The paper is a systems paper, not a signal processing theory paper. The contribution is the architecture. The amplification is the enabling observation. The formal mathematics supports the observation but does not need to be proved in the paper.

The correct venue is a systems security conference (USENIX Security, DEF CON) or a multimedia security workshop (ACM IH&MMSec), not a signal processing theory venue (ICASSP). The theory supports the system. The system is the contribution.

If the formal proof is later completed (by the authors or by a collaborator with signal processing theory expertise), it becomes a companion paper at a theory venue. The two papers cite each other. The systems paper demonstrates the effect empirically. The theory paper proves why it occurs. Both are stronger together than either alone.
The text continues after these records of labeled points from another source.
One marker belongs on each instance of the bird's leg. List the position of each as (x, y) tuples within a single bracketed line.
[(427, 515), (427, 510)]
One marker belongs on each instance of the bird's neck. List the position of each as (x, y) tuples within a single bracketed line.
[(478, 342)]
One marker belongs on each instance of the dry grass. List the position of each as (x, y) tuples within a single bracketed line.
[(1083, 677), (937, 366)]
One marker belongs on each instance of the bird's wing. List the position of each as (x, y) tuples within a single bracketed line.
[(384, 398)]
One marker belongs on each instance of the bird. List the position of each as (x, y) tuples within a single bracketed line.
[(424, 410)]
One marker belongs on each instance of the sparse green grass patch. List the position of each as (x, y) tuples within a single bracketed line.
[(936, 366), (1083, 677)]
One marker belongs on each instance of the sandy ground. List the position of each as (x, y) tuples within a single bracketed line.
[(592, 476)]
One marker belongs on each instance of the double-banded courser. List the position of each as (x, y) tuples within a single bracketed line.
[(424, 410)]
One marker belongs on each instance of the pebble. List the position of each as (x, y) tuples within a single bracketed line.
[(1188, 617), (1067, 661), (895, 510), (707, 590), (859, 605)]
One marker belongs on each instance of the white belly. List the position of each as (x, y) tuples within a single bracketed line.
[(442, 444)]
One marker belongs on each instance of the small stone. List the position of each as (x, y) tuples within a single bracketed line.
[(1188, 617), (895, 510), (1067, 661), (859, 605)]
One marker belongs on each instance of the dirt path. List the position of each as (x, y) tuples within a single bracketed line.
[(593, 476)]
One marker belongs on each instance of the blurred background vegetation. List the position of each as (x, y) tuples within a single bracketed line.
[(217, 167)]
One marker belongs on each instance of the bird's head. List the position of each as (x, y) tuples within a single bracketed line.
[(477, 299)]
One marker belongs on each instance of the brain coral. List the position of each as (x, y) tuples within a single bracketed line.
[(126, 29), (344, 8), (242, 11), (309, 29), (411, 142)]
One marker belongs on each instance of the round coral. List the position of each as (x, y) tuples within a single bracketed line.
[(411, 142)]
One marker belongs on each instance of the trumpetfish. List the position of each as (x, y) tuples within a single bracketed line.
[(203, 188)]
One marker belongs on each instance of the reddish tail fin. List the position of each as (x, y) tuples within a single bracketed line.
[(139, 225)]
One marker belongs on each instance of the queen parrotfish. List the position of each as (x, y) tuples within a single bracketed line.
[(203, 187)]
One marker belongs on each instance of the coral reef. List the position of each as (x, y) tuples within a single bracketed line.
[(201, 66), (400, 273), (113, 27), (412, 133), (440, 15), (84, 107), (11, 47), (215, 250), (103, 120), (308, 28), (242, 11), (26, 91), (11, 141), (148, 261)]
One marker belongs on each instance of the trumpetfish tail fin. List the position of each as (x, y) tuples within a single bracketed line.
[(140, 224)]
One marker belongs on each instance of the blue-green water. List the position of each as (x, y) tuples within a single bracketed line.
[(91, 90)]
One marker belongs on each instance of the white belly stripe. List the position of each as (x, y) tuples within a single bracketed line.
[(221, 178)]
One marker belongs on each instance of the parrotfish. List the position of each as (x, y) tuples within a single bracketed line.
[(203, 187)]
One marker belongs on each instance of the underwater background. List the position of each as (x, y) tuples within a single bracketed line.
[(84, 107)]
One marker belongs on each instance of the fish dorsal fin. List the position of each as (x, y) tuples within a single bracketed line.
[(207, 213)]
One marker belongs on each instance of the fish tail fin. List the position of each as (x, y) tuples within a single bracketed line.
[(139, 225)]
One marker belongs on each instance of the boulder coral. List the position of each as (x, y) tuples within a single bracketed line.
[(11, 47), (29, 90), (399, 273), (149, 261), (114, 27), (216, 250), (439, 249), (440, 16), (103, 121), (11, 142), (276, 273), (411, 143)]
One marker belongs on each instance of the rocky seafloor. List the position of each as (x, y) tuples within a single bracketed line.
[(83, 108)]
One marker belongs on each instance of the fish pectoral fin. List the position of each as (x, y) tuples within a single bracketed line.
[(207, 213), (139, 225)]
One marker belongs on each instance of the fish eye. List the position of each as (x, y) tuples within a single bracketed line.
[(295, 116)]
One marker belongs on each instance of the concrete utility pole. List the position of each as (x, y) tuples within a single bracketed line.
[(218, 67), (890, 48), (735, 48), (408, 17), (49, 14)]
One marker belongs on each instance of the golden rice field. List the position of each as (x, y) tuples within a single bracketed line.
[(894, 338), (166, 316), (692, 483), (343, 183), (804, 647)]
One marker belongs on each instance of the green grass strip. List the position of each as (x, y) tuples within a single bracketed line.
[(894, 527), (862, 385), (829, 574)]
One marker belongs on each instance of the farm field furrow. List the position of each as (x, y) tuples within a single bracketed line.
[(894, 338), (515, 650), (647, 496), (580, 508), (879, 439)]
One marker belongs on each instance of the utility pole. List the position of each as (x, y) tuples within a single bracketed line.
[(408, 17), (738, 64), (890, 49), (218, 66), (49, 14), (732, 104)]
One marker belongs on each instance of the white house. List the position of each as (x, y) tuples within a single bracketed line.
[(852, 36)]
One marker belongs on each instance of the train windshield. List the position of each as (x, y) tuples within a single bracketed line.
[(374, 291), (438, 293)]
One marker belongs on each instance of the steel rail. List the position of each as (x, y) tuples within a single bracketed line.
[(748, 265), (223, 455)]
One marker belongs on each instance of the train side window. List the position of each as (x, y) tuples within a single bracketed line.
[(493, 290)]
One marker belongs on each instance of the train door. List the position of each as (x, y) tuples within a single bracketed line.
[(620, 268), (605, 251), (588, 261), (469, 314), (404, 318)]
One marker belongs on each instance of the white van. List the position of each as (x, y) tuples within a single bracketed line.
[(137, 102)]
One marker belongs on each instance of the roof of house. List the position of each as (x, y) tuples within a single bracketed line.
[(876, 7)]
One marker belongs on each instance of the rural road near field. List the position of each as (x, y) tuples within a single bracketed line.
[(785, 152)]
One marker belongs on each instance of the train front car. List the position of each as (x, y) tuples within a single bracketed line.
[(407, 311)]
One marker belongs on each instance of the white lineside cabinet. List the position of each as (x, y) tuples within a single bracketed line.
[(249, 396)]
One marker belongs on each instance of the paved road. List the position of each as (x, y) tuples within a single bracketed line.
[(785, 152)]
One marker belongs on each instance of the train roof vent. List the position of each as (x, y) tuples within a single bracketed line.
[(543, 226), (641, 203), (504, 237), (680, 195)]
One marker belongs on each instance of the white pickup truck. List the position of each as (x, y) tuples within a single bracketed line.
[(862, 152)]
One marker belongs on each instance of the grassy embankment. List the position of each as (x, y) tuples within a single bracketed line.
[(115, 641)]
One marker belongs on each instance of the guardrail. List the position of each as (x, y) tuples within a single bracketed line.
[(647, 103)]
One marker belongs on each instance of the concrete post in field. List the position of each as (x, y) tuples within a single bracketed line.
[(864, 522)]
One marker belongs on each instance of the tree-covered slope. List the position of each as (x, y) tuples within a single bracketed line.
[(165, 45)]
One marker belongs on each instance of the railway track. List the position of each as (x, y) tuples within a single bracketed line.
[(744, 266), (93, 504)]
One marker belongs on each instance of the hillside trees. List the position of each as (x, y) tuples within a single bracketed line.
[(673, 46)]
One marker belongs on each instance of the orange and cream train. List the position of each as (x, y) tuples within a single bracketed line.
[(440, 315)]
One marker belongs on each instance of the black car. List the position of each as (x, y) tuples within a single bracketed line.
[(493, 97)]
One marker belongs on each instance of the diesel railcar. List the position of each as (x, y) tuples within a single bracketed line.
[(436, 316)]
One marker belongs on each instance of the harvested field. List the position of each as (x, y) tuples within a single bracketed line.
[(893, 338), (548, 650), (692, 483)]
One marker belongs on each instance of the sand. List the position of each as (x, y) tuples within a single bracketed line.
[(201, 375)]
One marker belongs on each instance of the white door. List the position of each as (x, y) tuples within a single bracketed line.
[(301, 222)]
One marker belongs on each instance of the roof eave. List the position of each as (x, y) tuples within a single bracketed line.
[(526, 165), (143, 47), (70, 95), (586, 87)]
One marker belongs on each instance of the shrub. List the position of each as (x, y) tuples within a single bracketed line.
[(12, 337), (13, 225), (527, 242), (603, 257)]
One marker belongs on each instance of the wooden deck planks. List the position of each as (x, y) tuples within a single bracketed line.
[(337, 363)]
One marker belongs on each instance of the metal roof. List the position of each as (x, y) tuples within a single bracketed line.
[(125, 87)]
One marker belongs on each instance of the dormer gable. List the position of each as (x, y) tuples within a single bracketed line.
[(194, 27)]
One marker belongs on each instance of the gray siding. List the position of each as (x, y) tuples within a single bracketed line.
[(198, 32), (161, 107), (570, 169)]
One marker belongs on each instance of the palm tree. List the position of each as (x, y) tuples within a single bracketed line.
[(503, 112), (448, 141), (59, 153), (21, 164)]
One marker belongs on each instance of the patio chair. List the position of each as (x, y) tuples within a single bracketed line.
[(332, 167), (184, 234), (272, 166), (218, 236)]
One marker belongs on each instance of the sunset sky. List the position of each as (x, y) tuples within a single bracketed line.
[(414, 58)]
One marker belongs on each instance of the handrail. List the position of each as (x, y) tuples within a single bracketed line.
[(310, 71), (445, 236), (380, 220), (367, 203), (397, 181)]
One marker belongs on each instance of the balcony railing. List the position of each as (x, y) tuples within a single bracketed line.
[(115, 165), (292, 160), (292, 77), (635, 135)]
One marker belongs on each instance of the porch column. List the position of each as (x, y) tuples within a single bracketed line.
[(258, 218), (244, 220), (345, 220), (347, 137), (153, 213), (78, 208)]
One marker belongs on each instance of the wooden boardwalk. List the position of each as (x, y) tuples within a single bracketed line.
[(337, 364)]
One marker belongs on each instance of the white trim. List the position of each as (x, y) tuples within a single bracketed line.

The teeth are known. The gear is new. The individual components of this system — quantization error, DCT analysis, prime sparsity, position fingerprinting, matching economics — each have prior art. The architecture that integrates them into a self-reinforcing provenance system where compression amplifies detection, channel analysis enables diagnosis, position patterns enable attribution, and thermodynamic asymmetry enables adoption is the contribution. The novelty is at the systems level. The literature review will determine whether individual components also contribute novel observations. Either outcome produces a publishable paper. The honest framing is the strongest framing.

The fuse is engineering. The fire is physics. They are independent. The fuse can change without affecting the fire. The fire generalizes without requiring a specific fuse. The JPEG paper describes one fuse and one fire. The generalized theory claims the fire is universal. Each new format tests the claim. The claim stands or falls on empirical evidence, not on the elegance of the argument.

This addendum is the authors’ honest assessment of their own work.

It identifies what is known, what is probably new, and what must be verified.

It is written to be read by hostile reviewers and to withstand their scrutiny.

The strongest position is the honest position. Overclaiming is the only fatal error.

Jeremy Pickett — March 19, 2026

Co-developed with Claude (Anthropic), reviewed by Gemini (Google) and GPT-4o (OpenAI).

Human-directed. AI-assisted. Friction welcome and required.